Stubbs will speak February 12 at 4pm in 2269 Beckman Institute on “Using gene networks to develop mechanistic inferences about complex behaviors.”
The past few years have seen an explosive growth in methods to measure the transcriptomic and epigenetic responses to complex stimuli, including advances that are especially relevant to brain and behavior. However, the signals derived from brains or brain regions of humans or animals involved in complex behaviors involve many interacting cell types, and using these noisy genomic signals for mechanistic insights is still a very difficult process.

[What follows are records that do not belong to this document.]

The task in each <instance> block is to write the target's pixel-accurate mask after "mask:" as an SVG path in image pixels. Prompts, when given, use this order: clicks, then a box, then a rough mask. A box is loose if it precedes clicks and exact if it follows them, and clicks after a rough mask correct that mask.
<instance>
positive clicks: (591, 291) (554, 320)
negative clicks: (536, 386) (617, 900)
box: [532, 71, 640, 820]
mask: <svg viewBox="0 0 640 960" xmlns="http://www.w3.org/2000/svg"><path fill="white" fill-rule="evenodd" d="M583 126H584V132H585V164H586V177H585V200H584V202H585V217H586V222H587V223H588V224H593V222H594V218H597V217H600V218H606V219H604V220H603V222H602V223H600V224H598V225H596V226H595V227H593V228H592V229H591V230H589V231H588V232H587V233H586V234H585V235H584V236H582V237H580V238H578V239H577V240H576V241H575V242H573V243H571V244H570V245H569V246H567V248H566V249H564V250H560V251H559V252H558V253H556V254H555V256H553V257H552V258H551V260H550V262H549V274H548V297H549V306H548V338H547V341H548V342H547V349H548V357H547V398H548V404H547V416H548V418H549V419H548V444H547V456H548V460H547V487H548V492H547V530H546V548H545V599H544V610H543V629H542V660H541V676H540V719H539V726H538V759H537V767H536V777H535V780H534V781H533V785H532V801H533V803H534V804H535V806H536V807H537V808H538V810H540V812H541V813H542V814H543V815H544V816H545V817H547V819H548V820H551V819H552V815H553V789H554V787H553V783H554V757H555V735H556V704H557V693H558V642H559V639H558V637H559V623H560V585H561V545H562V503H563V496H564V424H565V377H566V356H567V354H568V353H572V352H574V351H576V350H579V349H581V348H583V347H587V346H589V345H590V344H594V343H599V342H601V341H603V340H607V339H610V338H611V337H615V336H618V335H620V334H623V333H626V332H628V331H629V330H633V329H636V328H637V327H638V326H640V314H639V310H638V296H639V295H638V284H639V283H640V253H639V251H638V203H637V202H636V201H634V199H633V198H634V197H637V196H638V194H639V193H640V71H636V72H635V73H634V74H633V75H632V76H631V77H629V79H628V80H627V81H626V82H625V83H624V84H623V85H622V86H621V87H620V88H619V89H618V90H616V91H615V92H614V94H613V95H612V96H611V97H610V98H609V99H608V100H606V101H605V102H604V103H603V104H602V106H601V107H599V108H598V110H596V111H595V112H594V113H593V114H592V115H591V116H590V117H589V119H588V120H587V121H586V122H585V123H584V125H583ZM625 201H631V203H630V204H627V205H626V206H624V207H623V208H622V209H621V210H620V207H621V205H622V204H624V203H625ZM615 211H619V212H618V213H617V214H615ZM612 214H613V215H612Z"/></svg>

Rather than focusing on individual genes, it is often useful to examine interacting groups, which are expressed together and generally work together in the same cell types and the same biological pathways. With appropriately rich datasets, gene network reconstruction tools allow these interacting groups to be identified in a robust and reliable fashion, and our group has extensively utilized these tools to develop mechanistic insights, especially into regulatory mechanisms. I will discuss the use of these tools using these published examples and an unpublished story from my group’s recent research. Network analysis of these data provide new insights to social response and suggest possible causes of pathologies in human patients.
Stubbs’ research combines mouse genetics, bioinformatics and genomic methods to explore cis- and trans-acting components of mammalian gene regulatory machinery. She received her PhD in Biology from the University of California, San Diego and did her postdoctoral training at the California Institute of Technology in Pasadena and the European Molecular Biology Laboratory in Heidelberg, Germany.
Thanks to everyone who braved the winter weather to come to this talk!